Singapore

Think-tanks must be objective: Shanmugam

Home Affairs and Law Minister explains crucial role of think-tanks in S'pore

Think-tanks may disagree with the Government, but they must not do so under the influence of a foreign country, Home Affairs and Law Minister K. Shanmugam said yesterday.

While such institutions play an important role - to explore issues civil servants may not be able to - they must maintain an independent stance.

"Objectivity is critical," he said at a forum by the Lee Kuan Yew School of Public Policy.

His remarks come shortly after an academic was rapped for working with a foreign government to influence Singapore's foreign policy.

Dr Huang Jing, 60, who was from the Lee Kuan Yew School of Public Policy, had his permanent residency cancelled this month after the Home Affairs Ministry labelled him "an agent of a foreign country".

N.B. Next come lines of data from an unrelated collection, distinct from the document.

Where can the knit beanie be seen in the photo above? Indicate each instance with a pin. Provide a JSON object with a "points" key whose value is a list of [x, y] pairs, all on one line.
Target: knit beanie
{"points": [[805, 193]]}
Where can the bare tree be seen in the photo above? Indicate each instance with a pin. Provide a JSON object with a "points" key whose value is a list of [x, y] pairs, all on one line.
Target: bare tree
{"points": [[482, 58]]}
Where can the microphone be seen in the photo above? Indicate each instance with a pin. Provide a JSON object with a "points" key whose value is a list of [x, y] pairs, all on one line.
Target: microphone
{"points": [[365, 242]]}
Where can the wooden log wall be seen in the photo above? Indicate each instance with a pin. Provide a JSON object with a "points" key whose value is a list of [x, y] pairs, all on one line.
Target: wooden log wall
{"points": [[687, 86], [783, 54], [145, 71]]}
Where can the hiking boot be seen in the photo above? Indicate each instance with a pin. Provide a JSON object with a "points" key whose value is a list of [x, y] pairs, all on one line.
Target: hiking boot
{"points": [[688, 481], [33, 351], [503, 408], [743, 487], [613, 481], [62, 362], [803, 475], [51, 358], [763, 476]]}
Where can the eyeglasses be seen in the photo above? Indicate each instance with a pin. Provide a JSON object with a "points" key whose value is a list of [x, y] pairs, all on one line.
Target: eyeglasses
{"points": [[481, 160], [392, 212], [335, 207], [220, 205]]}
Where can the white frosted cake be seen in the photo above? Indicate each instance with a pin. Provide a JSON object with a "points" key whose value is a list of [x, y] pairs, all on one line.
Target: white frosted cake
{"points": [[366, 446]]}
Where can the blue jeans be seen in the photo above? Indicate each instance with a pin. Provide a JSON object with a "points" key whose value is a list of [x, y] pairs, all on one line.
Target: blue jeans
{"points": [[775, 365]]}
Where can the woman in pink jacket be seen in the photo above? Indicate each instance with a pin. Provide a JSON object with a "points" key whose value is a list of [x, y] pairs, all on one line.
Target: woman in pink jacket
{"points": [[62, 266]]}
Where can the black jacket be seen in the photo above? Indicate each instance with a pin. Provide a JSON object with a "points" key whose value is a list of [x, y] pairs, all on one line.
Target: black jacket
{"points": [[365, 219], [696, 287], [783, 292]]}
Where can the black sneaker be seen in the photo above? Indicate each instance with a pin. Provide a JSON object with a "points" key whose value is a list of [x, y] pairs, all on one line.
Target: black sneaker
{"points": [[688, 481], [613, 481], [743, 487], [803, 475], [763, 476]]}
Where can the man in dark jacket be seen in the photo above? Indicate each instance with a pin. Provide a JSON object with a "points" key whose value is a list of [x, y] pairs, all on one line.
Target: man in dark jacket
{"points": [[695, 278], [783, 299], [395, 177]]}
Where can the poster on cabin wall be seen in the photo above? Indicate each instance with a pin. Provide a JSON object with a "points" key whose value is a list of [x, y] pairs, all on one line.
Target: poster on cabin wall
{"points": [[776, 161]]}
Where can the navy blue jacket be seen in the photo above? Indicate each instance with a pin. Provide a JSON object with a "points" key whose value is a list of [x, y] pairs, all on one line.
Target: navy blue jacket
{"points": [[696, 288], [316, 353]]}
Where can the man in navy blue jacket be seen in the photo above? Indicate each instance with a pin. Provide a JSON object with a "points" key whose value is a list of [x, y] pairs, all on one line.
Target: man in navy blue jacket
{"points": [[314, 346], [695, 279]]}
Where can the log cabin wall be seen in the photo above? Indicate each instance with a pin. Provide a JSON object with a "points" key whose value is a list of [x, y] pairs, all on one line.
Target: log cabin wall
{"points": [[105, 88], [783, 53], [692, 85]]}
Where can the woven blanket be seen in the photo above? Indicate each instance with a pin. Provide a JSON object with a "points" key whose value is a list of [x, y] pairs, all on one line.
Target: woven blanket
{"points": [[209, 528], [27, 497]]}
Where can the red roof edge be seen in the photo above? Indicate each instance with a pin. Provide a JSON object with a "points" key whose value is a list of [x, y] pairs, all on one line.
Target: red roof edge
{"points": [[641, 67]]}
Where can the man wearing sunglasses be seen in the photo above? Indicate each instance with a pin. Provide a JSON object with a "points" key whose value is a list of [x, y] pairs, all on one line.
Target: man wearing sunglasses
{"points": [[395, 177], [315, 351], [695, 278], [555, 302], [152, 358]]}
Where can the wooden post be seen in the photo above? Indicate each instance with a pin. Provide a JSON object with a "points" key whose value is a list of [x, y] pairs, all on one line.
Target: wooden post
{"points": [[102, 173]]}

While Mr Shanmugam did not refer to a specific case, he said it was unacceptable for academics to be "suborned" and to project views of a foreign country "under the guise of objectivity and academic freedom", with a hidden agenda of influencing Singapore's policies.

He said academics do so because they are "working with foreign intelligence" or because they are "seduced by them".

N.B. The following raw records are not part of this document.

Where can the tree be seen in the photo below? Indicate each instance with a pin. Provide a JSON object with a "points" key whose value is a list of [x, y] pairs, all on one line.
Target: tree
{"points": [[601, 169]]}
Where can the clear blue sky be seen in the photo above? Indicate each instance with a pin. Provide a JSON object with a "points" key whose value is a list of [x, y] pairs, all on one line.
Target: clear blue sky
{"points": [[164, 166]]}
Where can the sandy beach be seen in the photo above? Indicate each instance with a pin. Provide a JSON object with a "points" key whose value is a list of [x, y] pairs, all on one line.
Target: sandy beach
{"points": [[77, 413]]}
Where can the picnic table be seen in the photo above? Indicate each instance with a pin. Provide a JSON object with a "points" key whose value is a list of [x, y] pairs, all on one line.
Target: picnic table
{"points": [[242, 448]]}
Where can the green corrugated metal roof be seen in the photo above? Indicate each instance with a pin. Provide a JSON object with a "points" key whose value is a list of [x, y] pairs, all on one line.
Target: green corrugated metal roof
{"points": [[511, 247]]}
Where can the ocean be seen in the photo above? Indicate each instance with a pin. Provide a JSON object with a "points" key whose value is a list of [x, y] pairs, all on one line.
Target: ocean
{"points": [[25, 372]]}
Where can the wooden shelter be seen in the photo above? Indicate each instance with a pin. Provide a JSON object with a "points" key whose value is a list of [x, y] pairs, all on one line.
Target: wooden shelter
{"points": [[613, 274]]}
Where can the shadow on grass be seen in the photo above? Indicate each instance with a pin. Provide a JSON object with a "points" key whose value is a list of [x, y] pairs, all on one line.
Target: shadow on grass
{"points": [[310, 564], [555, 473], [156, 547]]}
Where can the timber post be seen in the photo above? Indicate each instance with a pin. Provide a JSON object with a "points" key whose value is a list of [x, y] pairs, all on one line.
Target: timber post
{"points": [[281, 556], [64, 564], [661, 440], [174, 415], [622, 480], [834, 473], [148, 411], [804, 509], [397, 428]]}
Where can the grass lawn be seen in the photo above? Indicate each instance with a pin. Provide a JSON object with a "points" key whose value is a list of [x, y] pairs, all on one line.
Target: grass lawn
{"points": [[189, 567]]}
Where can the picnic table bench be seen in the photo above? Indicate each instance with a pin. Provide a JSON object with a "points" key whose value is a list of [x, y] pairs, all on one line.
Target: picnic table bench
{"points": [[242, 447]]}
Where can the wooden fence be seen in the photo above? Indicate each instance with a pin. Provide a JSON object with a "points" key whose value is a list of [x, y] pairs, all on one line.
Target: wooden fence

He was responding to a question about the role of think-tanks and businessmen in foreign relations.

Mr Shanmugam said the late deputy prime minister Goh Keng Swee set up think-tanks to provide fresh perspectives and prevent groupthink.

Dr Goh pictured think-tanks challenging the Government's views at times and being knowledgeable, objective and clear.

"Dr Goh would certainly turn in his grave if he thinks that the think-tanks he set up or was responsible for have become instruments of influence for other countries," he said.

He added that think-tanks should challenge the Government "where (the Government) needs to be challenged".

Academics ought to be "real scholars and put forward (not just) scholarly viewpoints, but practical ones, that help the country".

Turning to businessmen, he said they played a key role in expanding Singapore's gross national product and in building good economic relations with other countries, which helps Singapore's foreign relations.

But both businessmen and the Government should "understand where the line is drawn", and the Government cannot take the advice of businessmen due to the different perspectives.